And you don't have to be 50+ to experience it. My former 30 year old self with a brand new baby had a 25 year old manager, and experienced it constantly. He just couldn't fathom why I wouldn't answer his random slacks at night, or why I thought beer taps, ping pong, and happy hours weren't suitable replacements for good benefits and incentive packages.
Although this isn't the usual use of the term, your comment is a great example of the importance of a manager that values diversity. You can overlook, and drive away, really good employees for really bad reasons. It's not likely that a response to a random slack in the middle of the night had any value to the company's bottom line. Managers that can't accept that not everyone should be like them are bad for the company.
You highlight another good point, in that ageism is just a symptom of a broader psychological phenomena of "othering" others. I suspect that even if I was indeed younger than my manager, simply having a child and entering a new life stage with newer, more important priorities caused me to be treated differently.

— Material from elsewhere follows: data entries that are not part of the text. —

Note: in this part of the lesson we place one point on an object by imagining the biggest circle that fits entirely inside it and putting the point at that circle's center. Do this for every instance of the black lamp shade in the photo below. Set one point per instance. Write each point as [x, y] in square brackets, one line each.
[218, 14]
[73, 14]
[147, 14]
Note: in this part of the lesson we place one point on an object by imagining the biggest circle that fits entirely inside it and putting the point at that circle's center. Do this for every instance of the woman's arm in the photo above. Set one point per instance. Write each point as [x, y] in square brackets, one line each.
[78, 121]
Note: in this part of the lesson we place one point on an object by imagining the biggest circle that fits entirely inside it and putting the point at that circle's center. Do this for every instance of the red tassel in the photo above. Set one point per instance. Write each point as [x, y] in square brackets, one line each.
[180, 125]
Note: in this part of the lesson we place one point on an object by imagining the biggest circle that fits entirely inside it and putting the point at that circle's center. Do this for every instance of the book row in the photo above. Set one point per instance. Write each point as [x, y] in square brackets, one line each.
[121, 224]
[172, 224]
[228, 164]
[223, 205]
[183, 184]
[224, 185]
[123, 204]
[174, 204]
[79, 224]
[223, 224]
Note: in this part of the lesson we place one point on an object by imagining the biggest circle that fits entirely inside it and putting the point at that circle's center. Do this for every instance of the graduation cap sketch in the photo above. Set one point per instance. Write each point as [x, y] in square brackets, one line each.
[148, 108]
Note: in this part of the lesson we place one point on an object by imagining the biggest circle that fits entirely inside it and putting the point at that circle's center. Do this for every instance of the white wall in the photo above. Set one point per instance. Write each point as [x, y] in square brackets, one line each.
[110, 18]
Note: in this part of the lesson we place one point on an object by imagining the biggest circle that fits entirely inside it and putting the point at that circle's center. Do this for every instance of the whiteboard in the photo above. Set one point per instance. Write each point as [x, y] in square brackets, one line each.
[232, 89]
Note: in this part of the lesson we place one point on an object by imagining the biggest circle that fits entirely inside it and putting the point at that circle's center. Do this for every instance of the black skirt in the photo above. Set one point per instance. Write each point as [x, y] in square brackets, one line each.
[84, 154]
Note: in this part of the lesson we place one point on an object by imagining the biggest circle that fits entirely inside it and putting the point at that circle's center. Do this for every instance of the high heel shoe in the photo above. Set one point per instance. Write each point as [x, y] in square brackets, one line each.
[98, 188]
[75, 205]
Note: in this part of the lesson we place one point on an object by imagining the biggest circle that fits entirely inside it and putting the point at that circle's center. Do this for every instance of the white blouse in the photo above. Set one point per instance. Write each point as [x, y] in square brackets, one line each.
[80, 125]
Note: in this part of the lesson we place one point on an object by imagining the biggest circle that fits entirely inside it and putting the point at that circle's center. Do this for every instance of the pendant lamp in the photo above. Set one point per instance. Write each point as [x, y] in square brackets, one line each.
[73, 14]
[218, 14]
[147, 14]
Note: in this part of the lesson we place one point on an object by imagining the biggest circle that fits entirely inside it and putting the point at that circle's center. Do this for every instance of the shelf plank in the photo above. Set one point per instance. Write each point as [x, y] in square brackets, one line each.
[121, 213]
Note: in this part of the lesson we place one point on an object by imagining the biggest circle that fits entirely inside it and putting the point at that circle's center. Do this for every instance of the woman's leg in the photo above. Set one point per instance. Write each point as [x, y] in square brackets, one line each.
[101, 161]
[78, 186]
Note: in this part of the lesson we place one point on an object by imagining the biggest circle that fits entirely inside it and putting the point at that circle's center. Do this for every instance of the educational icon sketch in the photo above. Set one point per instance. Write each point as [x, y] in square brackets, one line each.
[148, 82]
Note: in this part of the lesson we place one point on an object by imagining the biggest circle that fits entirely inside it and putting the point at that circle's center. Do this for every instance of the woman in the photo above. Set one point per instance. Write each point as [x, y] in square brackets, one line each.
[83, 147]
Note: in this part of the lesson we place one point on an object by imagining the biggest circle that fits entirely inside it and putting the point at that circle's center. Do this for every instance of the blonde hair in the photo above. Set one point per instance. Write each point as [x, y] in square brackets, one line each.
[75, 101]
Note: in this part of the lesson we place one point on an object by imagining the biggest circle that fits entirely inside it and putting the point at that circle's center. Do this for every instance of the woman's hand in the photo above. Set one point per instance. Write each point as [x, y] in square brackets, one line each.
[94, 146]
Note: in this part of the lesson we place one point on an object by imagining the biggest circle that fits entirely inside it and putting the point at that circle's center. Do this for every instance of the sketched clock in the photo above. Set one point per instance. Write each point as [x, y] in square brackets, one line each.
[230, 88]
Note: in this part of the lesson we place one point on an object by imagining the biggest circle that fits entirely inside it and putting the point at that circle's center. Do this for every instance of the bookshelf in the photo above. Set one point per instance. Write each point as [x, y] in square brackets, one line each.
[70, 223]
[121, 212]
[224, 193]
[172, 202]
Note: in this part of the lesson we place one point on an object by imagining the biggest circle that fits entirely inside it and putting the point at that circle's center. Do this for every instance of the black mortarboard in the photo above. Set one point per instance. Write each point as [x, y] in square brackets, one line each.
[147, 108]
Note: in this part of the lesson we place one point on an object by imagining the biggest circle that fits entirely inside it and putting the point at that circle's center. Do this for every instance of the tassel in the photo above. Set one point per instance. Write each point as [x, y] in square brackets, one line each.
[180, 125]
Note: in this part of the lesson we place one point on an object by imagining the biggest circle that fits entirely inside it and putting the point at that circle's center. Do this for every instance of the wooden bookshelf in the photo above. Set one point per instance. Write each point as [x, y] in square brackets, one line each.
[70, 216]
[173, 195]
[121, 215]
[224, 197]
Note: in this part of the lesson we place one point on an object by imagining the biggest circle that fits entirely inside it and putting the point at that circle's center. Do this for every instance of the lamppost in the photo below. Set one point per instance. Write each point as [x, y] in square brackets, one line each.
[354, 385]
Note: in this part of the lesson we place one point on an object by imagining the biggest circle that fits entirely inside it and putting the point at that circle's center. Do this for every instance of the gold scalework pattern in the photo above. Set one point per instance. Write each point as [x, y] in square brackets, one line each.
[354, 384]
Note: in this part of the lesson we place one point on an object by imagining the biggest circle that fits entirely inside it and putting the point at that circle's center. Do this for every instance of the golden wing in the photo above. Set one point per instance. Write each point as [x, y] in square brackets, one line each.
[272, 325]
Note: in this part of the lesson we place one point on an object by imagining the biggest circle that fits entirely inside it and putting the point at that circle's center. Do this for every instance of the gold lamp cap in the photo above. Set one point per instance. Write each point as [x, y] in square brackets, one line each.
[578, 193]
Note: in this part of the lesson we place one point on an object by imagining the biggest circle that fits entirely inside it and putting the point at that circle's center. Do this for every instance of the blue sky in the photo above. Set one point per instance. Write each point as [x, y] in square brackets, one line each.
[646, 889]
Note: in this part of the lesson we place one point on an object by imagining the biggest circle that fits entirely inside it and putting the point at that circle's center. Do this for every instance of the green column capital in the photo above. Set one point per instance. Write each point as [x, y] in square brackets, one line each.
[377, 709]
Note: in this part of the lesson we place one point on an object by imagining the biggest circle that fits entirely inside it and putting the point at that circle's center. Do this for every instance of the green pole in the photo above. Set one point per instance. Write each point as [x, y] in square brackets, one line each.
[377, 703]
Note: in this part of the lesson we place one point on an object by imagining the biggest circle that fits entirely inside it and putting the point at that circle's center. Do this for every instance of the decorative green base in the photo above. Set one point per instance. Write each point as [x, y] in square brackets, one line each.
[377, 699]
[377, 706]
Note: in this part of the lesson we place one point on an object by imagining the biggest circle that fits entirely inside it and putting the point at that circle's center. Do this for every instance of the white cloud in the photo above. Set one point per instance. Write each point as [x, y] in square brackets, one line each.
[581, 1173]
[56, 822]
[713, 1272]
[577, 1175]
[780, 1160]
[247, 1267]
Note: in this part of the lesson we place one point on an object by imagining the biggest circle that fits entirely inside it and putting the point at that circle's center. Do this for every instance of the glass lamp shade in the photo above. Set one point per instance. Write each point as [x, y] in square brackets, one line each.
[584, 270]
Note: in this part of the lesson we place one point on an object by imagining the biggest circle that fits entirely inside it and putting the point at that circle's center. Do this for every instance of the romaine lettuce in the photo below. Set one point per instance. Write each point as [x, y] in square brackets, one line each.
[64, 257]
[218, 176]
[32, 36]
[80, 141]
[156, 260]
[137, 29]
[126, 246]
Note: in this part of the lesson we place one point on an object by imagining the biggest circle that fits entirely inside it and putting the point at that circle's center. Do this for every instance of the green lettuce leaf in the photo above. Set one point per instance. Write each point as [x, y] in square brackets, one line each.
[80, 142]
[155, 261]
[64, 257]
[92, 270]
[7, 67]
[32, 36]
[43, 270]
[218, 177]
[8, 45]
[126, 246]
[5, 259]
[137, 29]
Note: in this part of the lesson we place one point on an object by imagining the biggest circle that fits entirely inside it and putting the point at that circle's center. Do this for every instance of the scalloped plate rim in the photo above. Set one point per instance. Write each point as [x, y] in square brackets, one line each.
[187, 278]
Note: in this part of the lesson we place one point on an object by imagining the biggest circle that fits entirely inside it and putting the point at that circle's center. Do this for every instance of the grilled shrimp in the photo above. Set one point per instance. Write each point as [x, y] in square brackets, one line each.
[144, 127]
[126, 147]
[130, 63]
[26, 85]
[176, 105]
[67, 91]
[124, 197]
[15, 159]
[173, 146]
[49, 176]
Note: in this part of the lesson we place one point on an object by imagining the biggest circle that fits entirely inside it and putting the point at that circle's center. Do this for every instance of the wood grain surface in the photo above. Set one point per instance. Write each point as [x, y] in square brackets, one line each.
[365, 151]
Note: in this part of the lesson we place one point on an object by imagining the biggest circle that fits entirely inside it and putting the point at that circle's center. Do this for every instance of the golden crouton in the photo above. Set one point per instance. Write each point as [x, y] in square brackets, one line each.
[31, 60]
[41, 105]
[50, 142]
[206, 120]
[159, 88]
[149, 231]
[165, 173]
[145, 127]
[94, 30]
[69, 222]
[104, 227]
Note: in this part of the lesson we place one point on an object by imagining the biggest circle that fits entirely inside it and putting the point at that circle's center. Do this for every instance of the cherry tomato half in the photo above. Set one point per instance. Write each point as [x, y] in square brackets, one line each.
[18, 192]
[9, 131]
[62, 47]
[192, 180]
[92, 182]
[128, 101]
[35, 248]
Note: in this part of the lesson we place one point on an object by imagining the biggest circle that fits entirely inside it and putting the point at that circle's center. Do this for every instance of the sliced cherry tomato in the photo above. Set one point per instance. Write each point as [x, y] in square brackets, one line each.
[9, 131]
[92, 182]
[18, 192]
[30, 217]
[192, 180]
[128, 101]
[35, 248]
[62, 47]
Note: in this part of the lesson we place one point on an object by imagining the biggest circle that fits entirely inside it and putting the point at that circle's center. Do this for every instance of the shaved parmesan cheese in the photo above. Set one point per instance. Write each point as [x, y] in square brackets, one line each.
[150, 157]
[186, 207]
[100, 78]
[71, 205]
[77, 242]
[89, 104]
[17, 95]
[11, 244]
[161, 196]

In a way I think the manager just wanted people who are just like them because they were a lazy manager, and wanted an easy way to relate to others rather than the hard work of understanding other perspectives and experiences. A ton of companies I have worked for preached diversity of thought, opinion, and background, to the wazoo and very rarely have they practiced what they preached.
This is real diversity--some single, some married, some with kids, some without, some older, some younger, coming from all different educational backgrounds, and living in different communities.
If everybody went to the same handful of colleges, is roughly the same age, and lives in the same trendy suburb, it doesn't matter what color they are. That "diversity" is literally skin-deep.